March 2012 Issue
My Ohio: Treaty City
Three young Southwest Ohio residents find history in their back yard.
One balmy spring Saturday, I found my three children lounging in front of our television and decided it was time for some exercise and a history lesson.
“C’mon guys. Put your shoes on. I’m going to show you a surprise.”
Luke, a shrewd kindergartener, was skeptical. “Is it cool or is it stupid?”
“It’s cool, Luke, I promise. It has to do with Indians. You’ll like it.”
“What Indians? Will we see Indians?” asked Daniel, a first-grader.
“No, not likely. But I’m going to show you a place that’s very important to American history, and it’s just a five-minute walk away. Let’s go.”
We walked across a slice of the municipal park, crossed the pedestrian bridge that traverses the Greenville creek, and scrambled down the bank. The kids love to explore the area below the bridge and pretend there are trolls lurking there. After a 10-minute diversion of abusing the mythical creatures with sticks and stones (and words, too), we continued our journey.
We marched another hundred yards or so west, past a pond and up a gentle slope that serves as a sledding hill in the winter. As we approached a humble stone foundation, Daniel pressed.
“What’s this? I don’t see Indians. There aren’t any Indians. Where are the Indians?”
“They aren’t here any longer, Daniel. But a long time ago Indians lived all over this area, and they fought many battles with white men over lots of disagreements, including who had a right to settle here. When George Washington was president he wanted to expand the size of the country, so he sent generals and soldiers to fight the Indians who wanted to keep the land they felt was rightfully theirs.”
At the mention of battles and soldiers, Luke grew interested.
“Who won? Did people die? Was there bleeding?”
“Yes, Luke, lots of people died on both sides and there was plenty of bleeding. I suppose you could say the Indians won some battles and the United States army won some.”
“What’s this?” asked 9-year-old Abby, pointing to a raised cylindrical slab of stone and mortar next to where we were standing.
“It’s called the Altar of Peace, Abby. More than 200 years ago there was a large battle north of here called The Battle of Fallen Timbers, where the U.S. army defeated the Indians. Have you heard of Anthony Wayne?”
“Yes!” Daniel exclaimed. “That’s where I went to preschool!”
“Me, too!” added Luke.
“Yes, that’s right. Your preschool was named after Anthony Wayne, the American general who defeated the Indians in that battle. A year later he came here and met with some Indian leaders who represented over a dozen different tribes living in this territory then. Anthony Wayne, the Indians and others signed a document in 1795 called the Treaty of Greenville. The treaty was a written agreement that was supposed to end the fighting between the Indians and the white people and open up a large chunk of land in this area for white settlement.

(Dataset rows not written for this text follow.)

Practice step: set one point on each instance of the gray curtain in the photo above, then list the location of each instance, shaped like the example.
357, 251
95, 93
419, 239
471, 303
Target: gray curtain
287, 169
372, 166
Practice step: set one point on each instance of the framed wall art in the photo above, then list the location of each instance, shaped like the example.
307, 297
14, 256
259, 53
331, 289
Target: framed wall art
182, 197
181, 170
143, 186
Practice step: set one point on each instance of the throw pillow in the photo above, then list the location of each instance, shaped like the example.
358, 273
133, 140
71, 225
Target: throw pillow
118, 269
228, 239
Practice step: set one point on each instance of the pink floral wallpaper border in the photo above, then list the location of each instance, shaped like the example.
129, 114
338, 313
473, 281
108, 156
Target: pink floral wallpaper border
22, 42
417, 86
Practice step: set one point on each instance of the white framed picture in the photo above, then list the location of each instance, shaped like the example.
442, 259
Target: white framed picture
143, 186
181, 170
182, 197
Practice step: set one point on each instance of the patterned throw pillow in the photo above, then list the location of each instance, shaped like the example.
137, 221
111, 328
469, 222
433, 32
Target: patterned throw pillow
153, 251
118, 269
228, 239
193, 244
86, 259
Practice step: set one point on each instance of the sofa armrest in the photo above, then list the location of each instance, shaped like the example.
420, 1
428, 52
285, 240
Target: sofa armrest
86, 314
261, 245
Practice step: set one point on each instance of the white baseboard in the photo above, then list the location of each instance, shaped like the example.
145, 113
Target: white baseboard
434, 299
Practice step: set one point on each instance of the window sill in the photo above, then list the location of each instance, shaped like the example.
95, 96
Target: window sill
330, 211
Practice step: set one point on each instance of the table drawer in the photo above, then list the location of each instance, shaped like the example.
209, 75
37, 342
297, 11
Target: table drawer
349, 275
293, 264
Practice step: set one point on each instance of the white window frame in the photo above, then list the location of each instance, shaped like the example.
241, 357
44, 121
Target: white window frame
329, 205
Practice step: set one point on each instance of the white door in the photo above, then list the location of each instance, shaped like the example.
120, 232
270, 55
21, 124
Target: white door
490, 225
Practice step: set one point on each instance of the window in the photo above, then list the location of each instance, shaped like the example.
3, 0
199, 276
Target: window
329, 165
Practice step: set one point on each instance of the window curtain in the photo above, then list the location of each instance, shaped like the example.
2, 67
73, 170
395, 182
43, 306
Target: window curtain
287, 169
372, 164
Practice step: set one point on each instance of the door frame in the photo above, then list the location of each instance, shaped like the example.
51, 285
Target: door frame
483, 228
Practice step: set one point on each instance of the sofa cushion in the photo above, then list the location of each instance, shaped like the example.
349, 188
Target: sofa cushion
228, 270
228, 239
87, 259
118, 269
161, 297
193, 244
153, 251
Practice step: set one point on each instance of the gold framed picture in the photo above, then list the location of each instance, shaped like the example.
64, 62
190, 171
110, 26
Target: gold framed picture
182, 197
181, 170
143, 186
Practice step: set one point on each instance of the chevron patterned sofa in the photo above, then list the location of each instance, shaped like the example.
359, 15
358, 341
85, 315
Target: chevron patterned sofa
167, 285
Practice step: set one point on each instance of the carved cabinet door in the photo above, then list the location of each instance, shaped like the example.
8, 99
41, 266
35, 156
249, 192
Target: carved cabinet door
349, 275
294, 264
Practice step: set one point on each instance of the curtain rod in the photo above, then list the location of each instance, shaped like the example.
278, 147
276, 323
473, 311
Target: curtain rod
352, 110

“It was a very important event and it happened right here,” I said, pointing to the ground and narrowing my eyes for effect, “exactly where you’re standing, just a few hundred yards away from our house! That’s why Greenville is known as the ‘Treaty City,’ and this altar helps us remember that history.”
“Cooool,” Luke stammered, clearly impressed. “So they stopped fighting then?”
“Well not exactly, Luke. It slowed down for a while, but there were still fights and disagreements and killing, sorry to say.”
“That’s bad,” said Daniel, who despite being moderately autistic usually knows the difference between good and bad.
“Yes, Daniel, it is bad. Sometimes fights last longer than they should and promises are broken. Know what I mean?”
The children nodded, exchanged knowing glances and followed me down the hill to the bridge where more trolls awaited.
Timothy Swensen lives with his wife and three children in Greenville. He is an assistant dean at the University of Dayton School of Law.